California’s safest option for guarding against lawsuits over how it spends the billions anticipated from its landmark cap-and-trade program is to channel the auction revenue toward reducing greenhouse gas pollution and furthering the goals of its Global Warming Solutions Act (AB32), according to a recent analysis.
The conclusion by the UCLA School of Law’s Emmett Center on Climate Change and Environment may put the brakes on some of the wide-ranging suggestions for using the state’s fee revenue.
“Although the auctions are not primarily aimed at generating revenue, the amount of money at stake is significant, with projections on the order of a billion dollars in the program’s first year and anywhere from $2 billion to $10 billion annually or more as the program expands,” according to the paper entitled “Spending California’s Cap-And-Trade Auction Revenue: Understanding the Sinclair Paint Risk Spectrum.”
“As legislators, stakeholders and advocates develop their positions about how these monies should be spent, they may face legal constraints in determining how to allocate the proceeds generated from these auctions.”
The Emmett Center paper, which analyzes California’s constitutional restrictions on the use of regulatory fees as applied to AB 32 auction revenue, concludes the safest auction revenue proposals “from a litigation risk perspective” would be those receiving “yes” answers from the following questions:
- Will the project permanently, verifiably reduce greenhouse gas emissions?
- Will the project advance other explicit AB 32 goals, such as directing investment to disadvantaged communities, maximizing economic and environmental benefits, or allowing opportunities for community institutions to participate in and benefit from emissions reductions?
- Has the state built a strong record showing how the revenue use will achieve the purposes of AB 32?
- Does the project avoid direct allocation of money for revenue purposes unrelated to AB 32?
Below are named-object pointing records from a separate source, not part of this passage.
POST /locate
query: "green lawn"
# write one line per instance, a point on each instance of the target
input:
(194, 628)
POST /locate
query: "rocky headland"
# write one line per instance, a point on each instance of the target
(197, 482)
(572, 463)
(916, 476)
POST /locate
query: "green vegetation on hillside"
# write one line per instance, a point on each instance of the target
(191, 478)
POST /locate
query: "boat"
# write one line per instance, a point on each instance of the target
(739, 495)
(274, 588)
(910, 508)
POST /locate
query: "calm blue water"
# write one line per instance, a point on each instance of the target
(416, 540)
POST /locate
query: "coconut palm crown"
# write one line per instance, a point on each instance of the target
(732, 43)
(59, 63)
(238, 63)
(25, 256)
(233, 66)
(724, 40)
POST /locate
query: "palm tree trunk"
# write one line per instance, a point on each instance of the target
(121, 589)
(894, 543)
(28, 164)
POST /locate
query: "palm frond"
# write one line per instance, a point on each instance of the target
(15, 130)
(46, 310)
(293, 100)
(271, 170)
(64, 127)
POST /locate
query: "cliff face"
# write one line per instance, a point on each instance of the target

“The further the state strays from these principles in spending auction money, the more it risks a litigation loss that could set back its cap-and-trade program,” the study authors write.
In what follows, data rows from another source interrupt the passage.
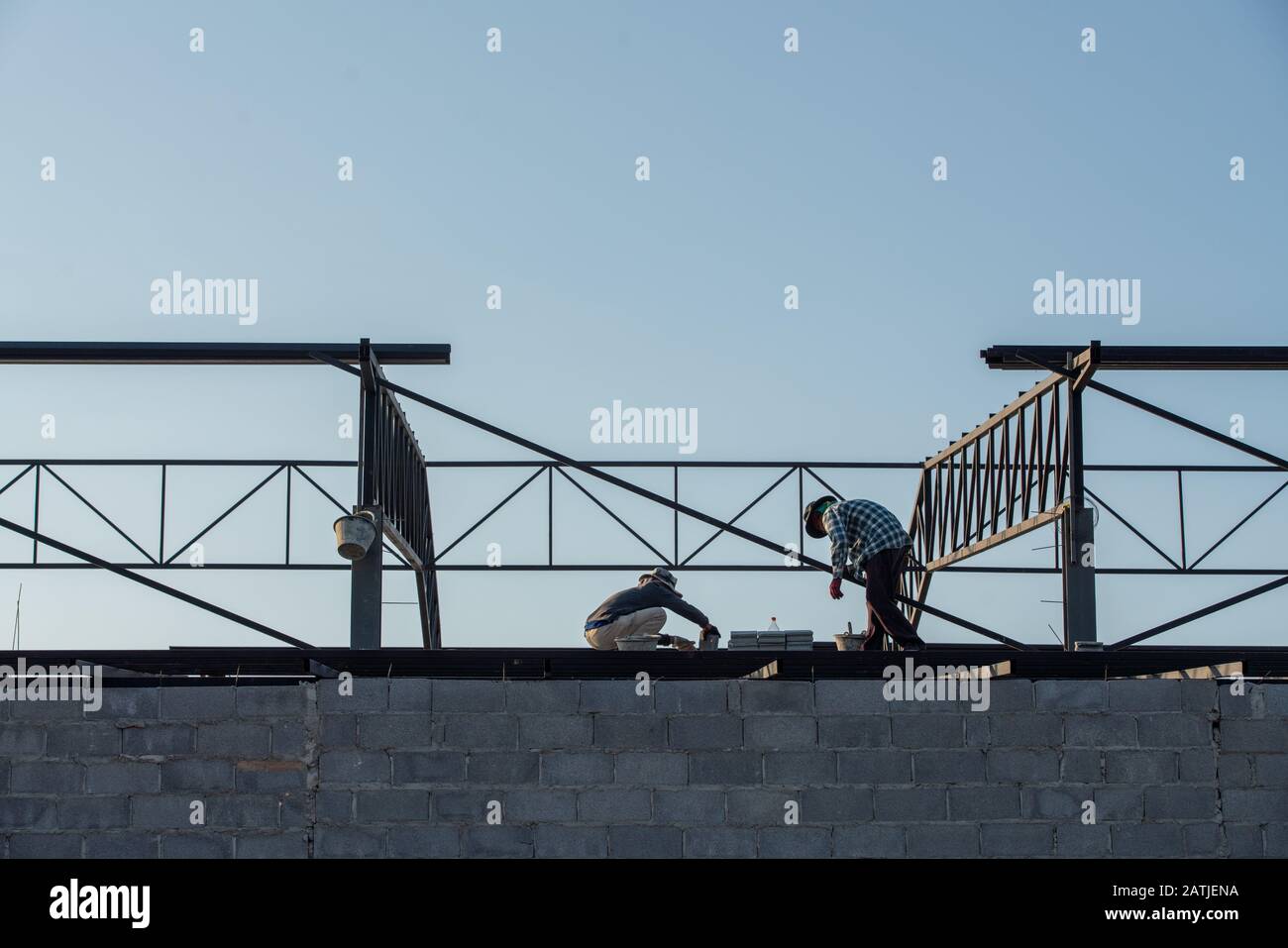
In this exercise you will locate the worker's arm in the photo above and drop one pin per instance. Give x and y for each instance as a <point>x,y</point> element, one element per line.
<point>841,540</point>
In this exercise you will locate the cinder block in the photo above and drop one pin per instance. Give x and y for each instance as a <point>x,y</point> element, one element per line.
<point>1025,729</point>
<point>719,843</point>
<point>1069,694</point>
<point>158,740</point>
<point>542,697</point>
<point>726,768</point>
<point>850,697</point>
<point>645,843</point>
<point>1197,764</point>
<point>1144,840</point>
<point>193,703</point>
<point>690,806</point>
<point>780,730</point>
<point>206,776</point>
<point>355,767</point>
<point>614,805</point>
<point>233,740</point>
<point>1270,769</point>
<point>1009,694</point>
<point>800,768</point>
<point>1120,802</point>
<point>270,700</point>
<point>391,805</point>
<point>572,841</point>
<point>1261,805</point>
<point>428,767</point>
<point>353,695</point>
<point>424,841</point>
<point>47,777</point>
<point>836,805</point>
<point>1076,840</point>
<point>704,732</point>
<point>476,732</point>
<point>82,740</point>
<point>410,694</point>
<point>576,768</point>
<point>498,841</point>
<point>1145,694</point>
<point>948,767</point>
<point>1100,730</point>
<point>127,704</point>
<point>648,769</point>
<point>465,805</point>
<point>172,811</point>
<point>983,802</point>
<point>1005,764</point>
<point>872,841</point>
<point>46,846</point>
<point>468,694</point>
<point>875,767</point>
<point>295,845</point>
<point>630,730</point>
<point>945,840</point>
<point>1081,766</point>
<point>854,730</point>
<point>1263,736</point>
<point>927,730</point>
<point>692,697</point>
<point>270,777</point>
<point>338,732</point>
<point>1018,839</point>
<point>540,806</point>
<point>1245,840</point>
<point>342,843</point>
<point>503,767</point>
<point>1202,839</point>
<point>795,843</point>
<point>288,741</point>
<point>123,846</point>
<point>132,777</point>
<point>22,740</point>
<point>555,732</point>
<point>778,697</point>
<point>1173,730</point>
<point>196,846</point>
<point>1140,767</point>
<point>618,695</point>
<point>394,730</point>
<point>93,811</point>
<point>902,804</point>
<point>759,806</point>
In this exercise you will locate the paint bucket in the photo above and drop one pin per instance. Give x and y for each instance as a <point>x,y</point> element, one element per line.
<point>355,535</point>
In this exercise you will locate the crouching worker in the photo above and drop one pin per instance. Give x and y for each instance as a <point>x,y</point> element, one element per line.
<point>642,610</point>
<point>868,539</point>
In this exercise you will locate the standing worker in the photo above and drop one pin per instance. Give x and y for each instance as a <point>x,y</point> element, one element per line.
<point>642,610</point>
<point>871,537</point>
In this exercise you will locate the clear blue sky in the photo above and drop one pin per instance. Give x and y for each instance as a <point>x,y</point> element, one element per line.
<point>518,168</point>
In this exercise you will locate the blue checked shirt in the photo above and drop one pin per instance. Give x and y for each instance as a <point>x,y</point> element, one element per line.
<point>859,528</point>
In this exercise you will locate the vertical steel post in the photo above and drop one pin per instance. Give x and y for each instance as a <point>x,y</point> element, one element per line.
<point>366,574</point>
<point>1080,570</point>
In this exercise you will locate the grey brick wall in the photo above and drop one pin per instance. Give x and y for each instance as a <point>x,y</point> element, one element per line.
<point>589,769</point>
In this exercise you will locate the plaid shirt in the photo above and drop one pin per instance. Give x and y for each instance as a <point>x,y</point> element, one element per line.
<point>859,528</point>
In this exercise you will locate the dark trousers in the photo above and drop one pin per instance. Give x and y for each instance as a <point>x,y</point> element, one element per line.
<point>883,572</point>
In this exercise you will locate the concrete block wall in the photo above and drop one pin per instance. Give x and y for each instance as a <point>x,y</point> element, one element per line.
<point>450,768</point>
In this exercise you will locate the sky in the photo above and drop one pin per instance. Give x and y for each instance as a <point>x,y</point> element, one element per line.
<point>519,168</point>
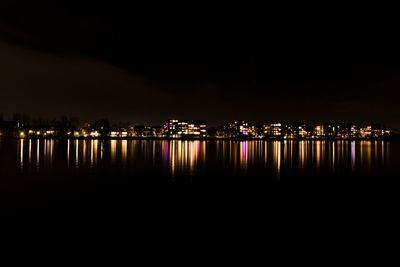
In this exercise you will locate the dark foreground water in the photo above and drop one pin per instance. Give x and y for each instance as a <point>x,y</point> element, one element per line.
<point>24,162</point>
<point>59,182</point>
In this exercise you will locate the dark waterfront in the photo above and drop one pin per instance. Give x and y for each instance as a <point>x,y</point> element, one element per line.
<point>29,162</point>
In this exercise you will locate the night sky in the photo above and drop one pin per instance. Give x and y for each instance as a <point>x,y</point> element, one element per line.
<point>298,62</point>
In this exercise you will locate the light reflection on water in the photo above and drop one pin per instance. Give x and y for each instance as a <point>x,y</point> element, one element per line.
<point>192,157</point>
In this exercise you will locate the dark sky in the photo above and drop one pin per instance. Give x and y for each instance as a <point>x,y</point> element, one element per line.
<point>296,62</point>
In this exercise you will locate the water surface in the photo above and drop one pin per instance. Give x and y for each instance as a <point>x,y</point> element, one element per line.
<point>149,161</point>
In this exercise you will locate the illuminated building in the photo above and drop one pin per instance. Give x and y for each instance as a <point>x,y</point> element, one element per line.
<point>327,130</point>
<point>295,131</point>
<point>185,128</point>
<point>238,129</point>
<point>120,133</point>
AB 32 does not directly address how to use the auction revenue, and with California facing a $9 billion deficit, General Fund relief is among the proposals on the table, which also include providing backstop funding for the proposed high speed bullet train, job training, investment in technology research and development, infrastructure planning and construction, energy efficiency programs, consumer rebates, and numerous other areas.
The UCLA study identifies General Fund uses as particularly risky, concluding that it would be “high risk” to direct auction revenue toward augmenting the state’s General Fund without restrictions and notes that even if it is limited to pre-existing projects that reduce GHGs “courts have repeatedly flagged funneling revenue into the General Fund as indicative of a tax, not a fee, because the monies are being used for unrelated revenue purposes. It may be hard to overcome the sense that General Fund monies are fungible.”
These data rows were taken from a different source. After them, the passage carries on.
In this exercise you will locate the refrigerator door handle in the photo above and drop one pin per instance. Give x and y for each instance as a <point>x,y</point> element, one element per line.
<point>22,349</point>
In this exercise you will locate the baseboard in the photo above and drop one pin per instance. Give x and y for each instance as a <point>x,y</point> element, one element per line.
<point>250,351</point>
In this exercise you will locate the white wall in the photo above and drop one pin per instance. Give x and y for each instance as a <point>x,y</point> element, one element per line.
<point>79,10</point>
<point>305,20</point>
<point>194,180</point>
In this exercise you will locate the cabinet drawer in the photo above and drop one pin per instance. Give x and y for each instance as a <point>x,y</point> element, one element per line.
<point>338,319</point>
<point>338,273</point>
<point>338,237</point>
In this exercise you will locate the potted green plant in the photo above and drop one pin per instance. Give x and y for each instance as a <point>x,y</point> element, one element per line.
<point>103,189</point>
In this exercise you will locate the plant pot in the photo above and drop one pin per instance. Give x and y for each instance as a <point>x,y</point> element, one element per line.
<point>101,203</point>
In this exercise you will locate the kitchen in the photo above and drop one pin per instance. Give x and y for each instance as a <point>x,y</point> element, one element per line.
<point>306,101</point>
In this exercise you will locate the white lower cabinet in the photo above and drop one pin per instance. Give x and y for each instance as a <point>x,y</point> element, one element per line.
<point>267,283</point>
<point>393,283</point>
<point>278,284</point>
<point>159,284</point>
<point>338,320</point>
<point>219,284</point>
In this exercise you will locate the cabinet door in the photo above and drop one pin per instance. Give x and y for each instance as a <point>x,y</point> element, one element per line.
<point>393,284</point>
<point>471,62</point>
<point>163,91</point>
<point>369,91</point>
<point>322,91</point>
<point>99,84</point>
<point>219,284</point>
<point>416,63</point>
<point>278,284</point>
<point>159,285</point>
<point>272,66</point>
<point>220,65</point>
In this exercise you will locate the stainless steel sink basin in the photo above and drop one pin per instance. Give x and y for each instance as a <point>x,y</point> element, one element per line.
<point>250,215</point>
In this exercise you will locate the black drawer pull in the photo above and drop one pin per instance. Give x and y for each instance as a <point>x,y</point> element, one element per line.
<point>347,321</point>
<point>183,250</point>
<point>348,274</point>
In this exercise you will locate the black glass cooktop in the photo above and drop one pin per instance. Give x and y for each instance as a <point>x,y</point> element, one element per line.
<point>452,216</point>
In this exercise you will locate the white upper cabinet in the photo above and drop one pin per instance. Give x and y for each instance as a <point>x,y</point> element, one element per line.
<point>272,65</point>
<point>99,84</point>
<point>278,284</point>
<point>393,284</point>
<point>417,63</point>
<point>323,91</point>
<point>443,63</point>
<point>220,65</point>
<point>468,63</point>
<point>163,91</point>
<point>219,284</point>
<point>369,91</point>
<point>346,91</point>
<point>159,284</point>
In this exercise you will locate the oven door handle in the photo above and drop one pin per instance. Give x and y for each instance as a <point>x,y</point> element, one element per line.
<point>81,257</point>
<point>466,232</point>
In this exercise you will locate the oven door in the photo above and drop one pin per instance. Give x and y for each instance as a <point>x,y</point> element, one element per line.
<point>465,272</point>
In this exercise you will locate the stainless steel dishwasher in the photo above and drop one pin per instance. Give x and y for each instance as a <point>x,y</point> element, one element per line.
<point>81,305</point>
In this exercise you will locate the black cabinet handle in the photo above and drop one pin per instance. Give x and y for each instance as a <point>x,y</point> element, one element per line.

The study says that a better approach would be to put the money in the separate Air Pollution Control Fund or to create a Greenhouse Gas Reduction Account, and shift payments for preexisting GHG projects over to this specialized fund.
The tax vs. fee issue is important because cap-and-trade opponents contend the program imposes an unlawful tax as AB 32 did not pass with the two-thirds supermajority required for tax increases in California. The paper notes such legal challenges will give rise to questions about the reach of the California Supreme Court’s landmark Sinclair Paint ruling, which established a charge could be a valid regulatory fee, not a tax, if it met certain criteria, such as “a causal connection or nexus between the product [regulated] and its adverse effects.”
While the Emmett study authors said they could not predict whether the courts would reach the same conclusion regarding cap-and-trade, the program does raise state money as part of a program to regulate and reduce pollution so “it is arguable that the cap-and-trade program imposes something akin to a regulatory fee.”
California’s non-partisan Legislative Analyst’s Office (LAO), meanwhile, recently issued a report noting it had received an opinion from the state’s Office of Legislative Counsel that auction revenues would constitute mitigation fees subject to the Sinclair nexus test.
“Therefore, in order for their use to be valid as mitigation fees, revenues from the cap-and-trade auctions must be used only to mitigate GHG emissions or the harms caused by GHG emissions,” the LAO said, adding that it believes there may be only $100 million worth of such programs currently funded by the General Fund rather than the $500 million in savings assumed under the Governor’s budget.
Under AB 32, California’s Air Resources Board (CARB) was directed to develop clean energy measures to return the state’s greenhouse gas emissions to 1990 levels by the year 2020. Integral to the larger strategy ARB developed is the nation’s first cap-and-trade program to limit GHG emissions from the industrial, utility and transportation fuel sectors, which together account for about 85% of California’s greenhouse gas pollution. (Read more about the design of the program here).
The program sets a “cap” on covered sectors’ aggregate carbon dioxide pollution, but allows individual firms to buy and sell (“trade”) pollution credits, known as “allowances,” in order to comply. The first of the state’s planned quarterly auctions is scheduled for November in advance of the program’s initial compliance phase in 2013. As the cap steadily declines, along with the number of allowances, the program will expand to about 350 businesses representing 600 mostly large industrial facilities that must reduce emissions or pay increasingly higher prices for allowances to account for their carbon pollution.